There are many times you have to raise cash in an emergency. Some of the instruments that can help do so include loans against shares, mutual funds, fixed-maturity plans, exchange-traded funds, insurance policies, government bonds, saving bonds, non-convertible debentures and National Savings Certificates. Typically called loans against securities (LAS), most banks and other lenders give this option to borrowers. “If you are looking for an easy loan, then LAS is a very good option. Instead of liquidating your asset to arrange money during a financial emergency, you can use a qualified investment product to raise a loan at an attractive interest rate. The processing fee on LAS is usually lower compared to personal loan. So, if you want to borrow money with a low-interest rate, need prepayment flexibility, have collateral ready for the pledge, then LAS should be your preferred choice,” says Adhil Shetty, CEO, Bankbazaar.com.

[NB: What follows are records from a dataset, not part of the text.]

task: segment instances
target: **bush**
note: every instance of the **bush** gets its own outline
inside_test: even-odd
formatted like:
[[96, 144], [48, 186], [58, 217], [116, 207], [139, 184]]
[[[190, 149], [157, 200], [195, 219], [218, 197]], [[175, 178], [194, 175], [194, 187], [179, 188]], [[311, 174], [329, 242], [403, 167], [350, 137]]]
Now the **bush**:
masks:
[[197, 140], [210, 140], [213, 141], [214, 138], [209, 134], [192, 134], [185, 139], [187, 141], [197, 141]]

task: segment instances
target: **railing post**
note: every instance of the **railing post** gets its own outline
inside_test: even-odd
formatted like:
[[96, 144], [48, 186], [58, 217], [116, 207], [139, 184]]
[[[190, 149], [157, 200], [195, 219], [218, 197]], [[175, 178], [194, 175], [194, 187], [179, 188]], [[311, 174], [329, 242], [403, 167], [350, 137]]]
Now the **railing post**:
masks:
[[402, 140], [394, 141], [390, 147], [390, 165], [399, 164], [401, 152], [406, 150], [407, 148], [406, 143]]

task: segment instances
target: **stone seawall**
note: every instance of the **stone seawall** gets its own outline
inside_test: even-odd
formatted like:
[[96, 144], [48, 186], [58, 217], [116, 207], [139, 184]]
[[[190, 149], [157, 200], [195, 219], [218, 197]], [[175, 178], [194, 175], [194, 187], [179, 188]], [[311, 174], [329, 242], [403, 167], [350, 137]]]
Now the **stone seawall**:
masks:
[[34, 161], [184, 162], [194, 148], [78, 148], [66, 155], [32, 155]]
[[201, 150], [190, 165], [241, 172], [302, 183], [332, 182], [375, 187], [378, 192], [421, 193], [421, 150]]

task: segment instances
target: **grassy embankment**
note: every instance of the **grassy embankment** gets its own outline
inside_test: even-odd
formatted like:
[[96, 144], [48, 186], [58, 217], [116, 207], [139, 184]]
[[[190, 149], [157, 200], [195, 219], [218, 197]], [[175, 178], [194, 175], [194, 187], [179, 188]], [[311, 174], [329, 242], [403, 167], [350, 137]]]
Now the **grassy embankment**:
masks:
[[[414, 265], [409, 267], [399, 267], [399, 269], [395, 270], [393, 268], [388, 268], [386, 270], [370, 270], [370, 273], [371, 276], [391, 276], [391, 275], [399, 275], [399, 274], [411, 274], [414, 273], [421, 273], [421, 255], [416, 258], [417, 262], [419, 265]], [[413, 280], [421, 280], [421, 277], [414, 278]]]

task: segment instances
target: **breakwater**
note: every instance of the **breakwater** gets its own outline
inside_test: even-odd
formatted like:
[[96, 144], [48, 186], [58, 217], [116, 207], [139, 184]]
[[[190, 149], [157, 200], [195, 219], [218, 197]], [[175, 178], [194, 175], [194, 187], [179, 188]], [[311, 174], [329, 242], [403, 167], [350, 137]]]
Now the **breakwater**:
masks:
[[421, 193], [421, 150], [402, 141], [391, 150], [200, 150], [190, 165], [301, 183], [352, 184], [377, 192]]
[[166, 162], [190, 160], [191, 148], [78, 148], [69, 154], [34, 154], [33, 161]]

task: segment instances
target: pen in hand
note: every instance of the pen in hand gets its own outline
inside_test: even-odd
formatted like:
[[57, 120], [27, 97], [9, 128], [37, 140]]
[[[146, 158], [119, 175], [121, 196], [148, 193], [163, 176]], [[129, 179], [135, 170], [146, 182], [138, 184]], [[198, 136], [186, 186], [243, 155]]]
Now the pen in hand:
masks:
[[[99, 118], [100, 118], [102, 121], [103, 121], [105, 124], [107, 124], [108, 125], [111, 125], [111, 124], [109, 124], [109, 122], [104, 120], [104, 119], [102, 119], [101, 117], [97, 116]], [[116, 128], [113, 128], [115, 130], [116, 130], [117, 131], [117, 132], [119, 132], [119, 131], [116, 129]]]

Adds Naveen Kukreja, CEO & Co-founder, Paisabazaar.com says LAS provide quick liquidity along with flexibility for the borrower. “This facility allows borrowers to receive credit of dividends, bonuses, etc during the period of the pledge. Loan against securities also does not come with any end-usage restriction of the loan proceeds, except for speculative purposes.”
Attractive interest rates: The interest rate on loan against securities varies from bank to bank and could vary anywhere between 9-1 per cent. In contrast, the interest rate on personal loans could be in the range of 14-22 per cent or even more. The interest rate could be based on the type of securities pledged and the credit score of the borrower. “Usually, lenders require borrowers just to service the interest cost each month. The principal component can be repaid as per the convenience of the borrower without incurring prepayment/foreclosure charges. Thus, the absence of equated monthly instalments and prepayment charges allows higher flexibility in repayment to the borrowers,” says Kukreja. However, there could be other charges,s such as processing charge, overdraft maintenance fee, stamp duty on the loan agreement, pledge creation fee, de-pledge fee, annual maintenance charges, etc.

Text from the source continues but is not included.